Nachdem die Katholischen Könige dann im fünfzehnten Jahrhundert Malaga erobert hatten, verfiel die alte Werft. Unter anderem befanden sich hier ein Militärkrankenhaus und eine Kaserne. Doch die Malagueños brauchten einen Markt. Bis ins achtzehnte Jahrhundert verkauften die Marktleute ihre Waren einfach auf dem Boden. Aus hygienischen Gründen und sicher auch weil Les Halles in Paris gerade neu gebaut und schick waren, beschloss man auch in Malaga eine richtige Markthalle zu errichten. Im Stil des französischen Marktes entstand also der gusseiserne Atarazanas Markt. Die bunten Fenster sind allerdings neueren Datums, die wurden erst 2008-10 eingebaut, erklärt Simone.
Dann betreten wir endlich den Markt. Drinnen herrscht ein wunderbar farbenfrohes Wirrwarr. Simone führt mich durch das bunte Labyrinth zu den einzelnen Ständen, denn sie kennt hier jeden und weiß, wo wir was am besten kaufen. Die Fischverkäufer riecht man nicht nur, man hört sie vor allem. Laut brüllen sie ihre Angebote den Marktbesuchern entgegen. Und wirklich alle sind hier gut gelaunt, haben Zeit für ein nettes Wort und eine freundliche Begrüßung. Es ist fast wie eine große Familienfeier, voll, laut und lustig. Einige der Marktleute stellen sich sogar für mich in Pose zum Fotografieren. Was für liebe, fröhliche Menschen!
Simone erklärt mir die Vielfalt der Obst- und Gemüsesorten, die es hier gibt. Allein vierzig Sorten Tomaten, die so lustige Namen haben wie huevo de toro (Stiereier), teta de cabra (Ziegenbusen) oder corazon de buey (Ochsenherz). Dann gibt es über dreißig Sorten Zitrusfrüchte, von den verschiedenen Zitronen über Orangen bis zu Pampelmusen und Kumquats. Sogar eine süße Zitronensorte und eine, die aussieht wie ein gelber Tintenfisch, die mano de buda gibt es hier.

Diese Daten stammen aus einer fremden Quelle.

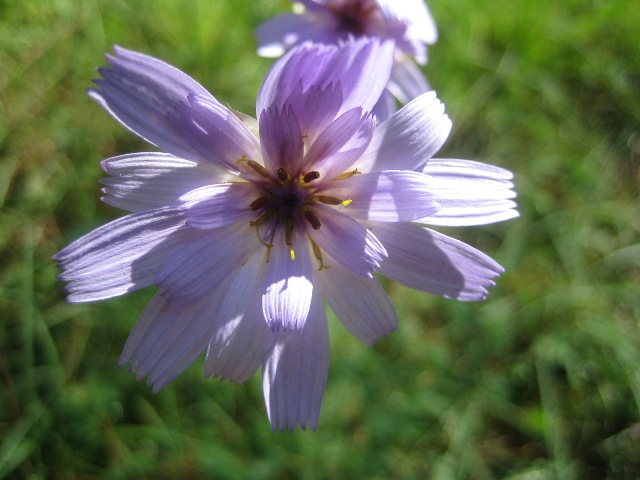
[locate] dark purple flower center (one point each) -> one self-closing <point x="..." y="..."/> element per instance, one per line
<point x="353" y="16"/>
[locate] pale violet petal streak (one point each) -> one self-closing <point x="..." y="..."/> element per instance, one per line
<point x="215" y="132"/>
<point x="360" y="67"/>
<point x="145" y="181"/>
<point x="140" y="91"/>
<point x="347" y="241"/>
<point x="281" y="140"/>
<point x="123" y="255"/>
<point x="409" y="138"/>
<point x="385" y="107"/>
<point x="241" y="339"/>
<point x="295" y="71"/>
<point x="168" y="338"/>
<point x="415" y="14"/>
<point x="288" y="286"/>
<point x="426" y="260"/>
<point x="215" y="206"/>
<point x="360" y="303"/>
<point x="340" y="144"/>
<point x="470" y="193"/>
<point x="295" y="374"/>
<point x="202" y="263"/>
<point x="390" y="196"/>
<point x="315" y="109"/>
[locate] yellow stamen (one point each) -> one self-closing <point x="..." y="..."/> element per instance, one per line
<point x="255" y="166"/>
<point x="344" y="175"/>
<point x="318" y="254"/>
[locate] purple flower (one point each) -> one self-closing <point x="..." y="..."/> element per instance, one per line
<point x="245" y="226"/>
<point x="407" y="22"/>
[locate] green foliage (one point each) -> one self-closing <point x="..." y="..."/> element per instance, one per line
<point x="541" y="381"/>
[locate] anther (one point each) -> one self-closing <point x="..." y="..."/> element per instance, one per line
<point x="288" y="233"/>
<point x="344" y="175"/>
<point x="326" y="199"/>
<point x="282" y="175"/>
<point x="255" y="166"/>
<point x="318" y="254"/>
<point x="258" y="203"/>
<point x="311" y="176"/>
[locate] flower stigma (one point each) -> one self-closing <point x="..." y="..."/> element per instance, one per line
<point x="287" y="202"/>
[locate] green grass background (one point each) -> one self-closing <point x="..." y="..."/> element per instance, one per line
<point x="540" y="381"/>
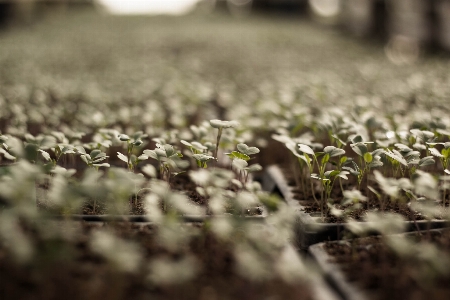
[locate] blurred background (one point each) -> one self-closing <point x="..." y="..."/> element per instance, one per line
<point x="99" y="62"/>
<point x="405" y="22"/>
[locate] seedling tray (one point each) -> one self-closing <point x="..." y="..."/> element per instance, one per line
<point x="309" y="229"/>
<point x="334" y="275"/>
<point x="139" y="218"/>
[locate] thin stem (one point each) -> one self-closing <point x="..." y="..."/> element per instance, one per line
<point x="219" y="135"/>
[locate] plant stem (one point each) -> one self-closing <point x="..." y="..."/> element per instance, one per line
<point x="219" y="135"/>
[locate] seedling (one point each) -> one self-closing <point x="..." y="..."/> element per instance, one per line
<point x="131" y="159"/>
<point x="240" y="160"/>
<point x="199" y="153"/>
<point x="168" y="159"/>
<point x="94" y="158"/>
<point x="220" y="125"/>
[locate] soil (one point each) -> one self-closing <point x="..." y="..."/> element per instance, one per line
<point x="382" y="274"/>
<point x="69" y="270"/>
<point x="372" y="203"/>
<point x="181" y="183"/>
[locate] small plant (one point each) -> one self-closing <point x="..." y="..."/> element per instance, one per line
<point x="131" y="159"/>
<point x="240" y="160"/>
<point x="220" y="125"/>
<point x="94" y="158"/>
<point x="199" y="153"/>
<point x="169" y="160"/>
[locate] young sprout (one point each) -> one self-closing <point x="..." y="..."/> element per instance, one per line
<point x="350" y="203"/>
<point x="368" y="160"/>
<point x="94" y="158"/>
<point x="168" y="159"/>
<point x="199" y="153"/>
<point x="240" y="160"/>
<point x="131" y="159"/>
<point x="220" y="125"/>
<point x="4" y="148"/>
<point x="59" y="150"/>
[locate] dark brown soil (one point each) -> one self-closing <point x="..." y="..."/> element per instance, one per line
<point x="181" y="183"/>
<point x="71" y="271"/>
<point x="374" y="267"/>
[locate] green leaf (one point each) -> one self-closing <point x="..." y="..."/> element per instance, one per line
<point x="137" y="143"/>
<point x="325" y="158"/>
<point x="124" y="137"/>
<point x="243" y="148"/>
<point x="122" y="157"/>
<point x="186" y="143"/>
<point x="223" y="124"/>
<point x="106" y="165"/>
<point x="84" y="158"/>
<point x="426" y="161"/>
<point x="239" y="155"/>
<point x="239" y="164"/>
<point x="357" y="139"/>
<point x="254" y="168"/>
<point x="151" y="153"/>
<point x="435" y="152"/>
<point x="94" y="153"/>
<point x="169" y="150"/>
<point x="45" y="155"/>
<point x="80" y="149"/>
<point x="359" y="148"/>
<point x="445" y="152"/>
<point x="368" y="157"/>
<point x="305" y="149"/>
<point x="202" y="157"/>
<point x="142" y="157"/>
<point x="333" y="151"/>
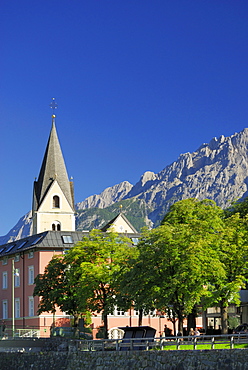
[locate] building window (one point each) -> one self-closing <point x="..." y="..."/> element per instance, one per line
<point x="56" y="226"/>
<point x="30" y="254"/>
<point x="17" y="308"/>
<point x="5" y="280"/>
<point x="118" y="312"/>
<point x="30" y="306"/>
<point x="5" y="309"/>
<point x="17" y="278"/>
<point x="67" y="239"/>
<point x="30" y="275"/>
<point x="56" y="201"/>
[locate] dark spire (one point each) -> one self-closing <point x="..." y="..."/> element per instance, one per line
<point x="52" y="168"/>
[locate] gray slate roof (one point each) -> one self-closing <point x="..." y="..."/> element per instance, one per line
<point x="49" y="240"/>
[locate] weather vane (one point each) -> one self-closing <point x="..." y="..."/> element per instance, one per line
<point x="53" y="105"/>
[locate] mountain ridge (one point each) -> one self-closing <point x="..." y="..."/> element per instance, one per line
<point x="216" y="170"/>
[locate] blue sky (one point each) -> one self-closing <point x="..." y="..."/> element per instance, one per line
<point x="137" y="83"/>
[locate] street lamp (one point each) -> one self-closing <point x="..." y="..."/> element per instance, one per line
<point x="14" y="273"/>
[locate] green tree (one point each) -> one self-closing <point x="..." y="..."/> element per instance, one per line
<point x="233" y="254"/>
<point x="178" y="261"/>
<point x="58" y="287"/>
<point x="98" y="259"/>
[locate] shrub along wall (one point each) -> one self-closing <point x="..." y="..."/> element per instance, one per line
<point x="224" y="359"/>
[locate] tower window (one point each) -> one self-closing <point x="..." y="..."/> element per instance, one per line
<point x="56" y="201"/>
<point x="56" y="226"/>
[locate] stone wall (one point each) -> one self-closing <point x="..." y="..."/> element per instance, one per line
<point x="236" y="359"/>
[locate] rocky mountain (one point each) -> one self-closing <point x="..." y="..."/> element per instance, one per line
<point x="217" y="170"/>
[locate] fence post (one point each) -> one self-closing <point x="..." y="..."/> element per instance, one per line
<point x="147" y="345"/>
<point x="212" y="343"/>
<point x="195" y="342"/>
<point x="178" y="343"/>
<point x="131" y="345"/>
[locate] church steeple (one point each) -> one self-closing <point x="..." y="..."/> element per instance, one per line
<point x="53" y="198"/>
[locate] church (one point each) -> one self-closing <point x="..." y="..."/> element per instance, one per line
<point x="53" y="232"/>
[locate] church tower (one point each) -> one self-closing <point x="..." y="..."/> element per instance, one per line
<point x="53" y="195"/>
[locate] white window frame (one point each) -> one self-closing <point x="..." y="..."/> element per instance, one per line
<point x="5" y="308"/>
<point x="30" y="275"/>
<point x="5" y="280"/>
<point x="30" y="306"/>
<point x="17" y="278"/>
<point x="17" y="257"/>
<point x="17" y="308"/>
<point x="31" y="254"/>
<point x="117" y="312"/>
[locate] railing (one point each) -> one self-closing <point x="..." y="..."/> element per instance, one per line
<point x="130" y="344"/>
<point x="27" y="333"/>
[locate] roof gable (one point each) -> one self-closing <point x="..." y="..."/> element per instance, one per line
<point x="120" y="224"/>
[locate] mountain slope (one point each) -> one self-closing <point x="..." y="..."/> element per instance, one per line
<point x="217" y="170"/>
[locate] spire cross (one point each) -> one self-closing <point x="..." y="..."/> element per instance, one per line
<point x="53" y="105"/>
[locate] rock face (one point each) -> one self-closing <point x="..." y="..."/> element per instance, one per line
<point x="107" y="197"/>
<point x="217" y="170"/>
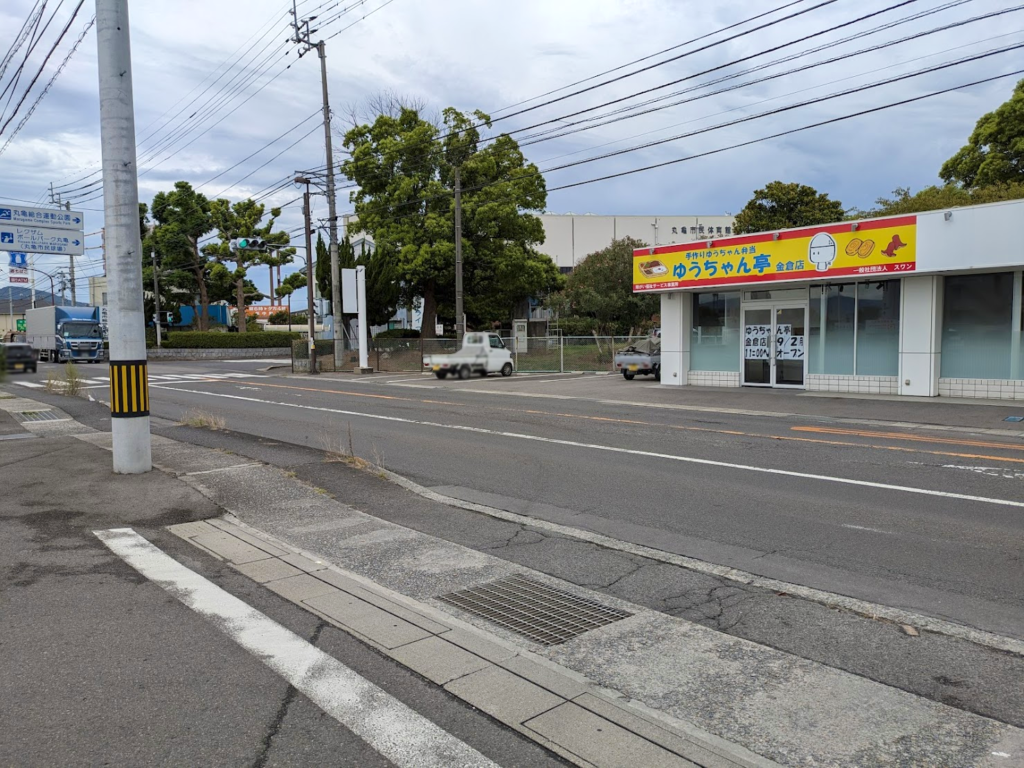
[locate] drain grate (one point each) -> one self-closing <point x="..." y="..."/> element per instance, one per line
<point x="543" y="613"/>
<point x="24" y="416"/>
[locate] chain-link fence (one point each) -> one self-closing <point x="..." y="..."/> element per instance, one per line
<point x="537" y="354"/>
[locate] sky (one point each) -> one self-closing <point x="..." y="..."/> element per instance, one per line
<point x="218" y="81"/>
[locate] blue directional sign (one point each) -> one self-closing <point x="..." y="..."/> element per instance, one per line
<point x="40" y="240"/>
<point x="52" y="218"/>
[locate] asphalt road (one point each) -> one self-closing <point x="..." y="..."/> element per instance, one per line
<point x="101" y="667"/>
<point x="920" y="518"/>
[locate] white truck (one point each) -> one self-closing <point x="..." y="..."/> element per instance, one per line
<point x="481" y="353"/>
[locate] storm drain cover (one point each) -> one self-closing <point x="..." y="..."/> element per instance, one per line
<point x="24" y="416"/>
<point x="545" y="614"/>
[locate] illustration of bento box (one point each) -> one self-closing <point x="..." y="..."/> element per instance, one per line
<point x="653" y="268"/>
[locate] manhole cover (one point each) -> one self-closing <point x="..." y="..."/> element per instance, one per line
<point x="546" y="615"/>
<point x="24" y="416"/>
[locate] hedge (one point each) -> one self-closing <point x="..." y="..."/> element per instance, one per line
<point x="215" y="340"/>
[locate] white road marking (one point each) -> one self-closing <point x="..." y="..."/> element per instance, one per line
<point x="617" y="450"/>
<point x="390" y="727"/>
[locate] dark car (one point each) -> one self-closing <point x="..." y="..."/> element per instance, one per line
<point x="18" y="356"/>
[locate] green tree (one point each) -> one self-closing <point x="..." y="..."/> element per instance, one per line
<point x="937" y="198"/>
<point x="243" y="219"/>
<point x="598" y="295"/>
<point x="182" y="217"/>
<point x="404" y="169"/>
<point x="994" y="153"/>
<point x="782" y="206"/>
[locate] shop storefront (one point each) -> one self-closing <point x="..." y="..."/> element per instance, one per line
<point x="926" y="305"/>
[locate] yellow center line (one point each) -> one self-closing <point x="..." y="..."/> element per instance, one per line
<point x="732" y="432"/>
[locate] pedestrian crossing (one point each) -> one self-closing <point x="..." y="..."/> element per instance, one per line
<point x="165" y="378"/>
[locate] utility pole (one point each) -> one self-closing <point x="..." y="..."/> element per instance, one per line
<point x="74" y="293"/>
<point x="460" y="320"/>
<point x="302" y="37"/>
<point x="156" y="299"/>
<point x="310" y="275"/>
<point x="129" y="377"/>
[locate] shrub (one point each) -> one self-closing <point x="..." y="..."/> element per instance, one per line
<point x="214" y="340"/>
<point x="398" y="333"/>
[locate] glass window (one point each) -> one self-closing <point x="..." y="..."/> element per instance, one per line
<point x="716" y="342"/>
<point x="878" y="328"/>
<point x="977" y="326"/>
<point x="830" y="342"/>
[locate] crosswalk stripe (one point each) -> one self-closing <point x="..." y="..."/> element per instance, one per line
<point x="390" y="727"/>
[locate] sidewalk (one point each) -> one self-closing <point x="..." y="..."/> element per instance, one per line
<point x="633" y="687"/>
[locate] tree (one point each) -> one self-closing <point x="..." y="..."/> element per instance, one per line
<point x="242" y="219"/>
<point x="782" y="206"/>
<point x="599" y="293"/>
<point x="182" y="218"/>
<point x="404" y="170"/>
<point x="994" y="153"/>
<point x="938" y="198"/>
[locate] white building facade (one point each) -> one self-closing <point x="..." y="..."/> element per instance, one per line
<point x="569" y="238"/>
<point x="928" y="305"/>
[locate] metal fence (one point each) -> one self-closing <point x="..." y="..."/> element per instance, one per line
<point x="538" y="354"/>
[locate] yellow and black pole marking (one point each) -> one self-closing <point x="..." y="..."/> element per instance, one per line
<point x="129" y="389"/>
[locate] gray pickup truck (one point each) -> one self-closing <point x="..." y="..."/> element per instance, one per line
<point x="642" y="356"/>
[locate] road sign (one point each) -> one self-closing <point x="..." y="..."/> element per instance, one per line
<point x="48" y="217"/>
<point x="40" y="240"/>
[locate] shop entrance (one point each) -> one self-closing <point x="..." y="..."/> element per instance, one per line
<point x="774" y="345"/>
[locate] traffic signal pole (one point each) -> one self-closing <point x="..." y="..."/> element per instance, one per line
<point x="129" y="379"/>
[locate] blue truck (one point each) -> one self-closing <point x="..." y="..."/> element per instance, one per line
<point x="66" y="334"/>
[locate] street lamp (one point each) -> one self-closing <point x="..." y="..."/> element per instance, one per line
<point x="309" y="276"/>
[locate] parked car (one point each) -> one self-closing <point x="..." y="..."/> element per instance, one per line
<point x="643" y="356"/>
<point x="18" y="357"/>
<point x="481" y="353"/>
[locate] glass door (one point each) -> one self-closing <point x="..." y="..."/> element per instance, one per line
<point x="757" y="347"/>
<point x="790" y="356"/>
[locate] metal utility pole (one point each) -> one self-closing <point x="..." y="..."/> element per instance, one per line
<point x="129" y="376"/>
<point x="74" y="293"/>
<point x="310" y="275"/>
<point x="156" y="299"/>
<point x="460" y="320"/>
<point x="302" y="37"/>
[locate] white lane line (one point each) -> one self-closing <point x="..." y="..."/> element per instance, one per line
<point x="617" y="450"/>
<point x="390" y="727"/>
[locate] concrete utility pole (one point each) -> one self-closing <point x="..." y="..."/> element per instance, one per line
<point x="460" y="318"/>
<point x="156" y="298"/>
<point x="129" y="377"/>
<point x="310" y="275"/>
<point x="302" y="37"/>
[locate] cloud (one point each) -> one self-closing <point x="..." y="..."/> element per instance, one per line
<point x="492" y="55"/>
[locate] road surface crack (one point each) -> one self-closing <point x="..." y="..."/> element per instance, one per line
<point x="279" y="718"/>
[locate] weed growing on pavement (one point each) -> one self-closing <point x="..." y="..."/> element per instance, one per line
<point x="202" y="420"/>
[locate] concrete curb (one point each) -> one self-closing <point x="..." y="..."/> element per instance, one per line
<point x="863" y="607"/>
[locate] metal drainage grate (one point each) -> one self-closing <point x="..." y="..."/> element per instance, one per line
<point x="24" y="416"/>
<point x="544" y="614"/>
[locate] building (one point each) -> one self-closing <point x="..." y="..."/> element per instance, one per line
<point x="928" y="305"/>
<point x="569" y="238"/>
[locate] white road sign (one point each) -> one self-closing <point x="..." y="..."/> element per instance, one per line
<point x="52" y="218"/>
<point x="40" y="240"/>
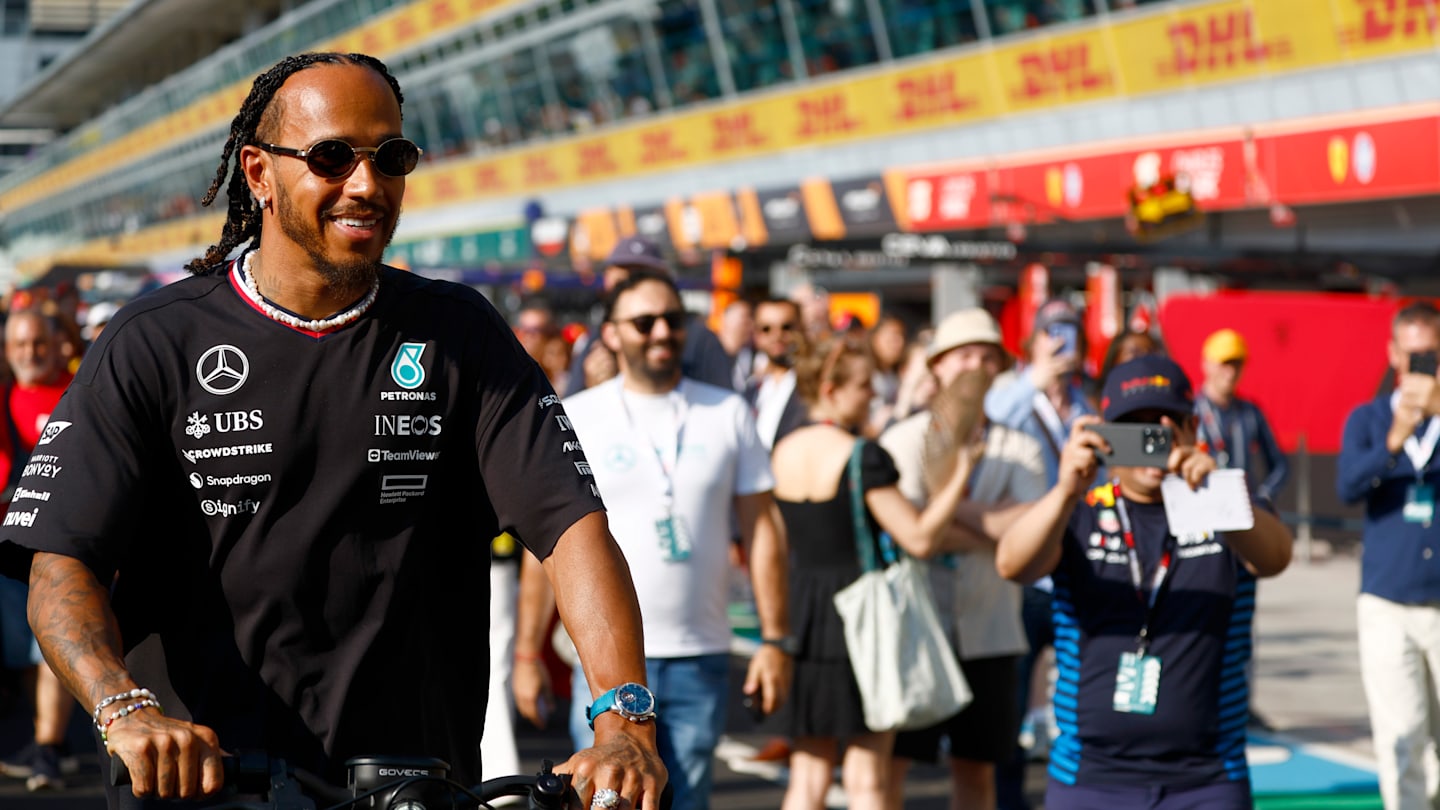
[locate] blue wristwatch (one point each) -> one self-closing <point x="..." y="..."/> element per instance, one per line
<point x="630" y="701"/>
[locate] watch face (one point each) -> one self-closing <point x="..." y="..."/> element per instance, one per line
<point x="634" y="699"/>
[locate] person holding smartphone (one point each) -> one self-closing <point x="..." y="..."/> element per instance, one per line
<point x="1152" y="630"/>
<point x="1044" y="401"/>
<point x="1388" y="463"/>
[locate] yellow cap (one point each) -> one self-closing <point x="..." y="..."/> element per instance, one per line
<point x="1224" y="346"/>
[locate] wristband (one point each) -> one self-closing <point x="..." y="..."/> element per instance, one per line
<point x="114" y="699"/>
<point x="147" y="702"/>
<point x="786" y="644"/>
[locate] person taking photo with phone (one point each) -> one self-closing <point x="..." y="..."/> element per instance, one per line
<point x="1152" y="630"/>
<point x="1044" y="401"/>
<point x="1388" y="463"/>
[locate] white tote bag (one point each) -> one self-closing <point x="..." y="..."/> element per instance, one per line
<point x="903" y="663"/>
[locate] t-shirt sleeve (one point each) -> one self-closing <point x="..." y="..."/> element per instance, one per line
<point x="85" y="483"/>
<point x="752" y="470"/>
<point x="530" y="457"/>
<point x="876" y="467"/>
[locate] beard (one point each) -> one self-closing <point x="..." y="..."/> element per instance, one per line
<point x="657" y="374"/>
<point x="353" y="271"/>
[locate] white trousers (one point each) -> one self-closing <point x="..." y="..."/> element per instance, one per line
<point x="497" y="748"/>
<point x="1400" y="666"/>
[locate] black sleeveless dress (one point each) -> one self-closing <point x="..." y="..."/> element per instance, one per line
<point x="824" y="699"/>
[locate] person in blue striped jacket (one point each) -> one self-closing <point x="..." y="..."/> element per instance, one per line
<point x="1152" y="630"/>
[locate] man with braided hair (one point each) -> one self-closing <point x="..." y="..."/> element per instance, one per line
<point x="262" y="502"/>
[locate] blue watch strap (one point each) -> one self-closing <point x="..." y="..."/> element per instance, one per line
<point x="599" y="706"/>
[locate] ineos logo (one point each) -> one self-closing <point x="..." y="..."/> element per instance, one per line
<point x="222" y="369"/>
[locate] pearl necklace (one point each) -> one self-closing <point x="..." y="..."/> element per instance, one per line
<point x="275" y="313"/>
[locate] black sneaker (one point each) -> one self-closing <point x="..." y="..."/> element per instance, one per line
<point x="20" y="766"/>
<point x="45" y="770"/>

Gleich neben Malaga, etwas weiter an der Küste entlang, liegt die Axarquía. Dort herrscht ein subtropisches Klima, in dem exotische Früchte wie Papaya, Mango, Chirimoya, Litchis oder Avocado wachsen. Sogar Zuckerrohr gibt es, aus dem man traditionell eine Art Honig-Melasse herstellt.
Und dann sind da noch die bläulichen Rosinen, die werden hier aus den Moscatel Trauben, aus denen man auch den süßen Wein macht, hergestellt. Die Trauben, die nicht im Wein landen, werden noch wie in alten Zeiten von der Sonne getrocknet und von Hand verarbeitet. Simone erzählt so viele spannende Geschichten, während wir hier und da einkaufen: von Pedro Ximenez, der angeblich ein Deutscher namens Peter Siemens gewesen sein soll und die süßen Trauben einst hier hergebracht habe, von den typischen Ziegen aus der Gegend, die besonders gute Milch geben, aus der dann leckerer Ziegenkäse gemacht wird, von traditionellen Gerichten mit viel Schmalz und natürlich auch von Boquerones, von verschiedenen Tintenfischen und sogar kleinen Haien, die hier zum Verkauf angeboten werden.
Nicht zu vergessen die Oliven! Spanien ist mit Abstand der weltgrößte Olivenölhersteller. Und innerhalb Spaniens wiederum kommt der größte Teil der Oliven aus Andalusien. Hier gibt es die besten Öle, preisgekrönte Virgen Extra Öle aus Hojiblanca, Arbequina, Manzanilla, Gordalilla und wie sie alle heißen. Die Aloreña ist eine besondere Olivensorte aus Malaga, die sogar eine eigene D.O., eine geschützte Herkunftsbezeichnung, hat.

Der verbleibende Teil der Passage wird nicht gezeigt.